Oldstone and two other researchers have been looking into cytokine storms for more than five years. They’ve identified a receptor on an endothelial cell called S1P1, and found that S1P1 signaling by endothelial cells initiates the cascade of events leading to a cytokine storm. The virologists’ findings, published in a recent issue of the scientific journal Cell, could pave the way for a new class of immune-reaction-blocking drugs that could be more effective than antiviral drugs.
“It is likely that a single oral dose of a compound can be developed that will provide protection against cytokine storms,” Hugh Rosen, Oldstone’s colleague at the Scripps Institute who also worked on the cytokine study, said in a statement.
The findings “could potentially change the way the flu is treated,” Oldstone said, and could even have implications for lung infections, HIV and other viral diseases, though Perl notes that the research on how cytokine storms function in these other diseases is still very unclear.
‘Getting under the hood’
Rosen, Oldstone and their team, with funding from the National Institutes of Health, examined this exaggerated immune response in mice.
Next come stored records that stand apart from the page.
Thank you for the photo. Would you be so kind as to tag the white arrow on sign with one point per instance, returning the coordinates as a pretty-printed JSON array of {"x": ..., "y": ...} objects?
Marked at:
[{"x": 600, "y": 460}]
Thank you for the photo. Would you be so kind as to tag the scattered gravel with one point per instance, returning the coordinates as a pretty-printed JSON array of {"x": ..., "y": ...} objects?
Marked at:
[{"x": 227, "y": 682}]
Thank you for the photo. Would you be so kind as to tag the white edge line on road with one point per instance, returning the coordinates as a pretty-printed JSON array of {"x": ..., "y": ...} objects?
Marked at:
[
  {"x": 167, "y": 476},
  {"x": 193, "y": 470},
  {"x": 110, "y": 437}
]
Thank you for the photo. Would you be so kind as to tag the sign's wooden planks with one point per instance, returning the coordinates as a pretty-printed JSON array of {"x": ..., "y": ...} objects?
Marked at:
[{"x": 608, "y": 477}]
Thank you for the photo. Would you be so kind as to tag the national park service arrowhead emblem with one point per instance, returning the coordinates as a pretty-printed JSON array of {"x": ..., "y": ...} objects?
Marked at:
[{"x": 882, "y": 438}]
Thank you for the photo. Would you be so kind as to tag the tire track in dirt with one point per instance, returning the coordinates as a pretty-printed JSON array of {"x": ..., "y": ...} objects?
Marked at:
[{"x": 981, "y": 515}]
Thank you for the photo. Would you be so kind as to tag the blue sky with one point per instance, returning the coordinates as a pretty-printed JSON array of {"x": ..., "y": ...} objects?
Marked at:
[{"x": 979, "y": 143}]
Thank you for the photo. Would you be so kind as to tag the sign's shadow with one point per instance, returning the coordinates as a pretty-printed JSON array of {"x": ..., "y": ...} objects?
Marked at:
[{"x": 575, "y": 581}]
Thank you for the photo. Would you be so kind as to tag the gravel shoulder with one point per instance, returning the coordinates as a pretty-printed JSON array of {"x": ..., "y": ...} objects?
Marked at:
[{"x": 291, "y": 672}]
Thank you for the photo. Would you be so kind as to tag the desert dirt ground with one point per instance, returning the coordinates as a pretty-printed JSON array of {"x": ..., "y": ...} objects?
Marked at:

The researchers injected one group of 30 mice with a strain of the H1N1 swine flu virus from 2009. Those mice were left untreated, and 80 percent of them died. The researchers injected 30 other mice with the virus, but they also gave this group an antiviral drug similar to Tami-
flu. Around half died.
For a third group of flu-infected mice, the researchers used an experimental cytokine-blocking compound instead of Tamiflu. Only 20 percent of these mice died.
And when the scientists gave a fourth group of mice both Tamiflu and the compound, the death rate dropped to 5 percent.
Cytokine-blocking drugs could be more effective than antivirals, Oldstone said, because they target the flu effects that cause the most damage to the body. Also, a problem with many antiviral drugs is that they can cause viruses to mutate into drug-resistant strains. Oldstone said that probably wouldn’t be an issue for cytokine-blockers because they don’t affect the virus itself.
Jeff Dimond, a spokesman for the Centers for Disease Control and Prevention, said Oldstone and his colleagues went deep into the cellular level to figure out how cytokine storms function. “This is really ‘getting under the hood and tinkering with the wires’ research,” he said.
Dimond said CDC scientists are also looking at links between the immune system and flu fatalities.
Oldstone said there’s still much that scientists don’t understand about cytokine storms. For example, he said, it’s unclear why the flu virus causes a life-threatening storm in some people while for others it produces nothing more than a few miserable days at home.
While Oldstone’s findings may lead to better flu-fighting drugs, it will probably be many years before those drugs reach the local pharmacy. He said the next step for his team is to try to replicate the mouse study using ferrets, then primates and then, finally, humans.
In the meantime, Perl said, scientists now know much more about how the immune system functions and, more important, how it malfunctions. “It’s even more complicated than what we were taught in med school,” she said.